Harvest Software Change Manager v13.x, 14.x and up

First Steps

If this is a new Harvest installation, or you are converting from internal authentication to openLDAP, the first step should be to get openLDAP authentication working correctly with no security enabled. This article assumes that you have already configured Harvest to connect to your openLDAP server over a non-secure connection and are ready to configure security for this connection.

SSL or TLS?

Once you are able to log in successfully to Harvest over openLDAP, you will need to decide which encryption method to use between Harvest and your openLDAP server.

Most current LDAP servers are version 3 compliant (LDAPv3), which supports TLS. This means that your LDAP server can recognize a startTLS command and establish TLS on the connection without the benefit of an SSL connection or an initial Bind command.

Some Microsoft Windows Server, however, uses Active Directory Service Interfaces (ADSI) version 2.5, which only supports SSL (also known as LDAPS, LDAPv2, or LDAP over SSL). In this older method, an SSL connection on TCP port 636 (by default) must first be established before a TLS handshake occurs because the startTLS command is not recognized. LDAPv2 was never standardized and has been deprecated as of 2003. So, if your LDAP server supports startTLS, you should use TLS instead of SSL.

How SSL & TLS work with LDAP

A client (Harvest) starts an LDAP session by connecting to an LDAP server (by default on TCP port 389 for unsecured and TLS connections or by default on TCP port 636 for SSL connections).

The client then sends operation requests to the server, which sends responses in turn. With some exceptions, the client need not wait for a response before sending the next request, and the server may send the responses in any order.

Create TLS Certificate and Key files

Regardless of whether you have opted for TLS or SSL, you will need a Trusted Certificate File, a Client Certificate File, and a Client Certificate Private Key File. This is because SSL actually implements TLS - it's just that it lacks the startTLS command, only invoking it after performing an initial Bind. You will also require a certificate for your LDAP server. Your LDAP server may already have a certificate issued by a 3rd party CA (Certificate Authority) such as Verisign, or you may need to generate your own internal certificate for use within your domain. Generating an LDAP server certificate is beyond the scope of this article. If you need to generate your own new certificate files and client private key file, you will need Domain Administrator (Windows) or root (UNIX/LINUX) privileges. Step-by-step instructions for creating the three client (Harvest) side files can be found in "Configure Broker and Server on UNIX, Linux, and zLinux" Look for the section titled "Securing Communication to the LDAP Server"

Harvest will use the Trusted Certificate File to determine whether the LDAP server should be trusted.

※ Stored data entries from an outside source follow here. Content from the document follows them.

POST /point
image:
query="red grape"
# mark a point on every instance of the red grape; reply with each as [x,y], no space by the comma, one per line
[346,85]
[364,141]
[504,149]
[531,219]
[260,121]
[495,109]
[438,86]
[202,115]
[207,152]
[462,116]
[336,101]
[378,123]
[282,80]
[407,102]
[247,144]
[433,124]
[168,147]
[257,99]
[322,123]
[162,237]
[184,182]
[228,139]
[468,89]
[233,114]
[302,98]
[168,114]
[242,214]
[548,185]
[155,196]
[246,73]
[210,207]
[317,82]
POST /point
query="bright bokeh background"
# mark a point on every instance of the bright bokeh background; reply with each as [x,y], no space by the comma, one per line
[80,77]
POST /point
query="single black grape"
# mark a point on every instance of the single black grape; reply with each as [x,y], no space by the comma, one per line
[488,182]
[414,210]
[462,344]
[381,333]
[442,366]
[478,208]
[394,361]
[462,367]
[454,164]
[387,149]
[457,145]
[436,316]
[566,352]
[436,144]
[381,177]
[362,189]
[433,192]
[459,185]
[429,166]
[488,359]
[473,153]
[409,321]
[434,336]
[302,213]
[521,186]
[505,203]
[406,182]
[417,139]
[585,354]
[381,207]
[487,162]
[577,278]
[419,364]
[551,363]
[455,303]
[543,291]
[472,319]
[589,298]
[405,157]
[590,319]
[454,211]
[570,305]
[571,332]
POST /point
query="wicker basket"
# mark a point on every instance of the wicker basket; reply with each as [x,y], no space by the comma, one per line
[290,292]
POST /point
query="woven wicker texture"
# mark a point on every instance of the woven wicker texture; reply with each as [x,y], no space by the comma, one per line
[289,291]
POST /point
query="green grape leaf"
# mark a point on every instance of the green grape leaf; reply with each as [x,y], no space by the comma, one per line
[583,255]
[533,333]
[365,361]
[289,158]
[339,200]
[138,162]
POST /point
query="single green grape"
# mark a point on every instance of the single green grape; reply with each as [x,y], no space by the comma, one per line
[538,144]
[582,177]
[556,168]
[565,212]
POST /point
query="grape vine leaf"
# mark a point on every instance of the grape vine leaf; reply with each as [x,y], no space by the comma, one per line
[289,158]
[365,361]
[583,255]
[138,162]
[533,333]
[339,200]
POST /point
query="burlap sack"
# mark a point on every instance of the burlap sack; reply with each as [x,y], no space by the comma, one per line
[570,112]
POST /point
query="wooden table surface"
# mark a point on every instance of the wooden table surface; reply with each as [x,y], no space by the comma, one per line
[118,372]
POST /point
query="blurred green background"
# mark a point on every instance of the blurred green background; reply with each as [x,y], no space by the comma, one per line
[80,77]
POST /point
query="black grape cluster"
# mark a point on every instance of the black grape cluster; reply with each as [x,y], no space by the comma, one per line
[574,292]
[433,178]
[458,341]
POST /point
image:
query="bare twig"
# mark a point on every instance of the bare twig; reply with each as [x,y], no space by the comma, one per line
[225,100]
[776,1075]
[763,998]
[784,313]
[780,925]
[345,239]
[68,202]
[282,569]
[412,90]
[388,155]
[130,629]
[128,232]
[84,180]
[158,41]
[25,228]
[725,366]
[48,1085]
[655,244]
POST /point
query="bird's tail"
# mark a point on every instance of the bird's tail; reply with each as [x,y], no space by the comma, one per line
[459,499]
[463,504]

This file must be in PEM format and contain a list of Trusted Certificate Authorities, one of which must match the Authority that granted the certificate for the LDAP server.

The Client Certificate File is presented by Harvest to the LDAP server for authentication.

The Client Certificate Private Key File is used to verify the authenticity of the client (Harvest) requesting services from the LDAP server. This file must not be encrypted.

Configure Harvest for SSL or TLS

If you have successfully implemented openLDAP with Harvest over a non-secure connection, then you have already set all the parameters necessary to successfully query your LDAP server. To implement TLS or SSL secure communications between the Harvest server and LDAP server, edit the %HARVESTHOME%/Hserver.arg file (for Windows) or the $HARVESTHOME/HServer.arg file (for UNIX/LINUX) and add these parameters:

-ldapmode=tls
-or-
-ldapmode=ssl

-tlstrcertfile=[Full path and filename of the Trusted Certificate File]
-tlscertfile=[Full path and filename of the Client Certificate File]
-tlskeyfile=[Full path and filename of the Client Certificate Private Key File]

You must restart Harvest brokers and servers for the changes to take effect.